Dimension-Free Convergence of Discrete Diffusion Models: Adjoint Equations Induce the Right Space
This work provides the first convergence theory for discrete diffusion models that scales to large vocabularies (e.g., hundreds of thousands of tokens) by removing the state-space-size dependence that made prior bounds vacuous for modern language tasks.
The paper develops a unified adjoint-equation-based framework for discrete diffusion models that achieves dimension-free convergence guarantees in any integral probability metric (IPM), eliminating dependence on state space size $S$ for both masked and uniform priors. The bounds are the first to be entirely free of $S$ and rely only on a standard rate-matrix regularity assumption.

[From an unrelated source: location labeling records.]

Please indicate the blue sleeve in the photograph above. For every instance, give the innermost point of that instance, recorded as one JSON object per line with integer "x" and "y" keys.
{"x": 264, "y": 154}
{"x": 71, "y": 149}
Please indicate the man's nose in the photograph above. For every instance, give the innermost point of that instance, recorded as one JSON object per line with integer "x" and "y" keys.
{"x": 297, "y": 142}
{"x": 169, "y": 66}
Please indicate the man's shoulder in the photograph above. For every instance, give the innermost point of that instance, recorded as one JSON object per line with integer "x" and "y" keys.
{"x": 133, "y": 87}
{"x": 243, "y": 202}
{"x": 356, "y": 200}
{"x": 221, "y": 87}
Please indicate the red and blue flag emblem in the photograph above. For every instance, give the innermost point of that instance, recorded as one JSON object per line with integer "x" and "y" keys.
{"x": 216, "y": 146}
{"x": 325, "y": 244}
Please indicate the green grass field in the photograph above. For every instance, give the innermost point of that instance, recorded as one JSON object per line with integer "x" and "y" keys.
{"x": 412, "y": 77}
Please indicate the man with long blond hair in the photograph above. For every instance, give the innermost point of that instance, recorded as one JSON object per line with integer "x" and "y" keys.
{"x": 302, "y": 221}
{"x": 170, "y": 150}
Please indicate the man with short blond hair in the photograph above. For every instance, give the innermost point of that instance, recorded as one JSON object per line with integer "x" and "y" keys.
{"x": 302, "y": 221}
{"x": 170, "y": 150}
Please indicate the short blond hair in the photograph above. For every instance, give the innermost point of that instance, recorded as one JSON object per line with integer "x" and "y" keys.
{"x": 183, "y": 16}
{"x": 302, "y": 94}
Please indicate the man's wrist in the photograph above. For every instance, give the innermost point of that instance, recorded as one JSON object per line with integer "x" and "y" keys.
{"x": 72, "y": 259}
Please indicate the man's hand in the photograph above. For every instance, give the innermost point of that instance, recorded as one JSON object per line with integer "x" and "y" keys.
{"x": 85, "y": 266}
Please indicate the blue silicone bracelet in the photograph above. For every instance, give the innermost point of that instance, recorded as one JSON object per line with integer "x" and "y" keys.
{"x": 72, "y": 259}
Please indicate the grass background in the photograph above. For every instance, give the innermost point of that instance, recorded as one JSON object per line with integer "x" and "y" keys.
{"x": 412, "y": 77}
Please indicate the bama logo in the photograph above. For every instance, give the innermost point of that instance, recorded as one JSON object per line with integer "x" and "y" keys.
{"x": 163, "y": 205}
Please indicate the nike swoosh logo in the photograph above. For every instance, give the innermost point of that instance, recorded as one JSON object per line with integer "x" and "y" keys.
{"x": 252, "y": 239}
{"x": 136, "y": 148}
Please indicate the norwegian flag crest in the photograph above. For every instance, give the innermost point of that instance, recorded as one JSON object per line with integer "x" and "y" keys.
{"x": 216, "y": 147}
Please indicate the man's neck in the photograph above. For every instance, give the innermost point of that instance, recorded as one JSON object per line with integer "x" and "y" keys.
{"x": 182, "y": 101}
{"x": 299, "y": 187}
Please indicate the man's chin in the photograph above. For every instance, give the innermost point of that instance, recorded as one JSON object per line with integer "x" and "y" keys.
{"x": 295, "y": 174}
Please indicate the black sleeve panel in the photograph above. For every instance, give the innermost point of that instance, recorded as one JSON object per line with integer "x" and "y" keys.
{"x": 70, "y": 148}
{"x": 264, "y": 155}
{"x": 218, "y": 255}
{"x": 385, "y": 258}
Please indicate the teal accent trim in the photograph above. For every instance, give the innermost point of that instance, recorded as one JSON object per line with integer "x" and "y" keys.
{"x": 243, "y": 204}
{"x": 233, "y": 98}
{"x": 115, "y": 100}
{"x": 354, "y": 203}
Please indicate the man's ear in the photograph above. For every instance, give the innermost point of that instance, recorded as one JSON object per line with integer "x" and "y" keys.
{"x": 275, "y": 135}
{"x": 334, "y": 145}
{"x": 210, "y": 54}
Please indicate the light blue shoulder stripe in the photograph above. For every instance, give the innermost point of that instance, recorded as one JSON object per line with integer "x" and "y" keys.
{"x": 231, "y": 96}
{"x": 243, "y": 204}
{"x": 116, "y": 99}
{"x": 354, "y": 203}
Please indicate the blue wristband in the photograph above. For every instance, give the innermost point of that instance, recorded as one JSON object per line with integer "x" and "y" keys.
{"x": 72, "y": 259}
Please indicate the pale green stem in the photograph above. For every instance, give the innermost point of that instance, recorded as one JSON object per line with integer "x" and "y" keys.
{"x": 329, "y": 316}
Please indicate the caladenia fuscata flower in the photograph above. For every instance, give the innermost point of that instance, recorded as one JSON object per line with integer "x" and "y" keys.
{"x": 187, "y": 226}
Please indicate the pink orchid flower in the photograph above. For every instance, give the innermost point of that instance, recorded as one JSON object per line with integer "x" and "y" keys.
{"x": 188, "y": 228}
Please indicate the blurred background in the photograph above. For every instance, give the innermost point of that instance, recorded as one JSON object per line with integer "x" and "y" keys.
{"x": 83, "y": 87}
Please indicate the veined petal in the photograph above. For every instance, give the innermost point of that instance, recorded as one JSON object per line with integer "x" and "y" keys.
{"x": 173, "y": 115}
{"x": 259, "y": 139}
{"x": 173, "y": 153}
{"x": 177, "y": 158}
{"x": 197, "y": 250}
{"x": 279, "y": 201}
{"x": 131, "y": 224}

Discrete diffusion has become a leading framework for generative modeling in various applications including language, vision, and biology. Existing convergence theory, however, exhibits fundamental limitations. KL-based analyses diverge under singular priors such as the masked distribution, while bounds in total variation (TV) depend on the state space size $S$ and become vacuous for modern language tasks, where vocabularies contain hundreds of thousands of tokens. We develop a unified adjoint-equation-based framework that establishes dimension-free convergence guarantees in any integral probability metric (IPM). To the best of our knowledge, our bounds are the first to be entirely free of $S$ and applicable to both masked and uniform priors. Importantly, our theory relies only on a single standard rate-matrix regularity assumption and is compatible with time-inhomogeneous schedules. Four novel techniques drive our improvements: working in the space of observables via adjoint equations rather than directly with probability measures, a regularity analysis that yields bounds on any IPM, a coupling argument that removes $S$-dependence under uniform transitions, and a score-marginal cancellation technique that removes $S$-dependence under masked transitions. Our framework thus sharply departs from prior analyses and avoids the shortcomings of pathspace-KL and existing TV-based approaches. Beyond convergence bounds, our framework provides a versatile toolkit for further theoretical study of discrete diffusion models.